Avaliações ao S. Francisco Xavier após surto de Legionella ainda não terminaram

Estudos pedidos para avaliar equipamentos e manutenção prosseguem. O surto começou em Novembro e fez seis mortos.

Foto
LUSA/ANTÓNIO COTRIM

Mais de oito meses após o fim do surto de Legionella no hospital S. Francisco Xavier, em Lisboa, não estão concluídas as duas avaliações pedidas aos equipamentos, entre as quais a torre de refrigeração onde foi detectada a estirpe fatal da bactéria. À data, a Direcção-Geral da Saúde apontou para a manutenção deficiente deste equipamento.

No final de Novembro, depois de confirmar que houve “seguramente” uma falha na origem do surto que infectou 56 pessoas, seis das quais morreram, a administração do Centro Hospitalar Lisboa Ocidental (CHLO) pediu uma “avaliação urgente” para perceber o que falhara. “Se houve falha, houve. Se foi humana ou se foi técnica ainda não sabemos”, afirmava à data Carlos Galamba, vogal financeiro da administração, justificando as incertezas que levavam o hospital a recorrer ao Laboratório Nacional de Engenharia Civil (LNEC) para avaliar a forma como era feita a manutenção das estruturas e equipamentos dos hospitais São Francisco Xavier, Santa Cruz e Egas Moniz.

O foco da avaliação são as torres de arrefecimento e os sistemas de aquecimento, ventilação e ar condicionado dos três hospitais. Trabalho que o CHLO confirmava em Fevereiro ter um “prazo de realização de alguns meses". Também em curso continua a avaliação aos equipamentos pedida ao Instituto de Soldadura e Qualidade (ISQ) pela Veolia, empresa de manutenção das torres de refrigeração do hospital. A avaliação, iniciada em Dezembro, não tem ainda resultados, confirmou o PÚBLICO junto de fonte oficial da empresa.

As autoridades de saúde concluíram que a estirpe das bactérias detectadas nas secreções dos doentes coincide com as encontradas em pelo menos uma das torres de refrigeração do hospital, mas a falha que a originara escapava à esfera da saúde pública. A directora-geral da Saúde foi, no entanto, taxativa na afirmação de que havia “deficiências na manutenção da torre de refrigeração” que esteve na origem do surto de Legionella.
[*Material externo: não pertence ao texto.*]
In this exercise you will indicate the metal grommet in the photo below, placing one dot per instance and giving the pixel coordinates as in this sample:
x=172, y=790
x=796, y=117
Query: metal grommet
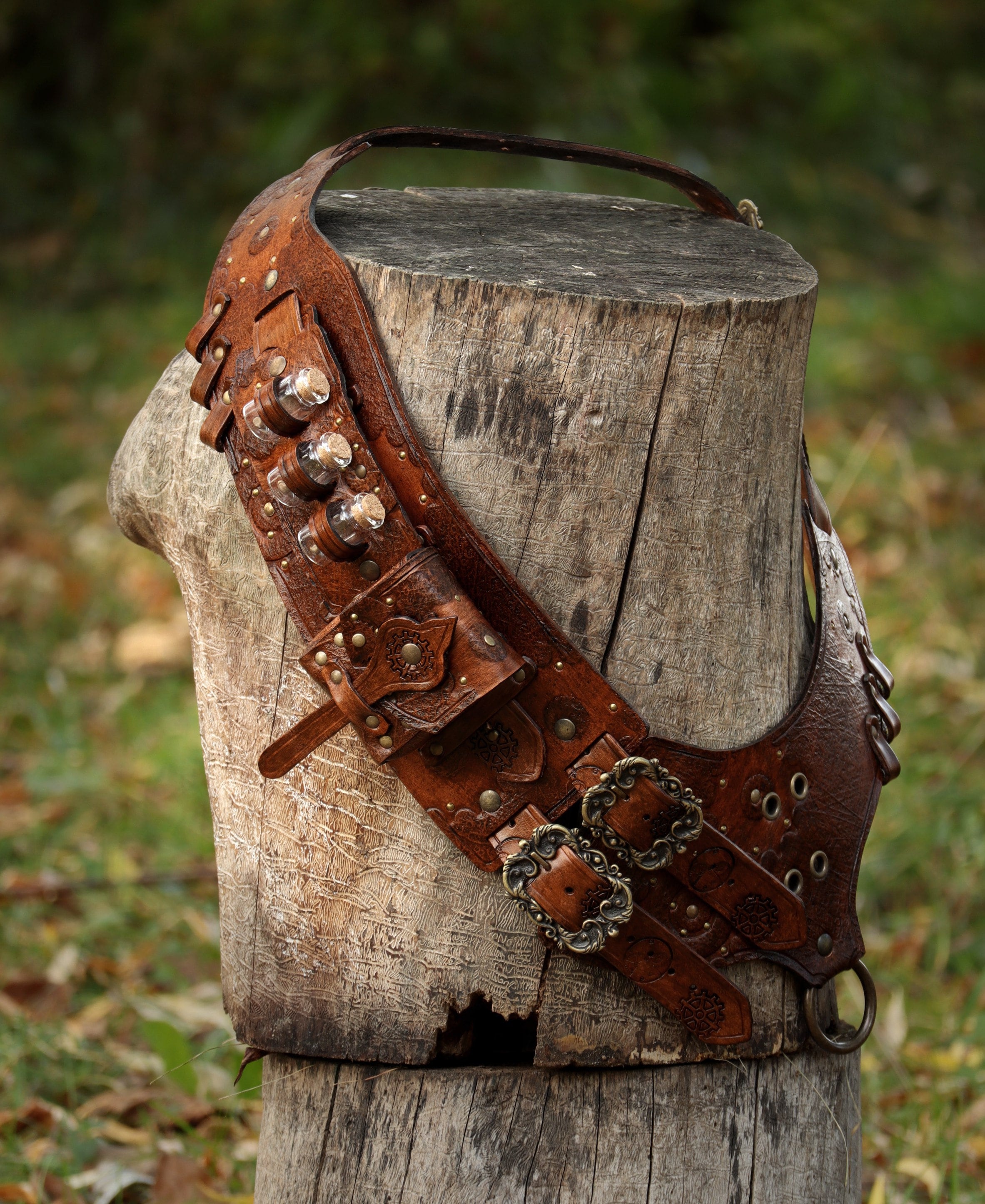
x=849, y=1042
“Isso é inequívoco. Por observação, encontraram-se condições de conservação e manutenção dos equipamentos que eu diria que seriam propícias ao desenvolvimento das bactérias”, afirmou Graça Freitas, no início de Dezembro. A empresa sempre recusou qualquer responsabilidade, acrescentando que nunca a degradação da torre foi apontada pela equipa de peritagem interna.

O surto, detectado a 3 de Novembro do ano passado, foi dado como terminado a 27 do mesmo mês.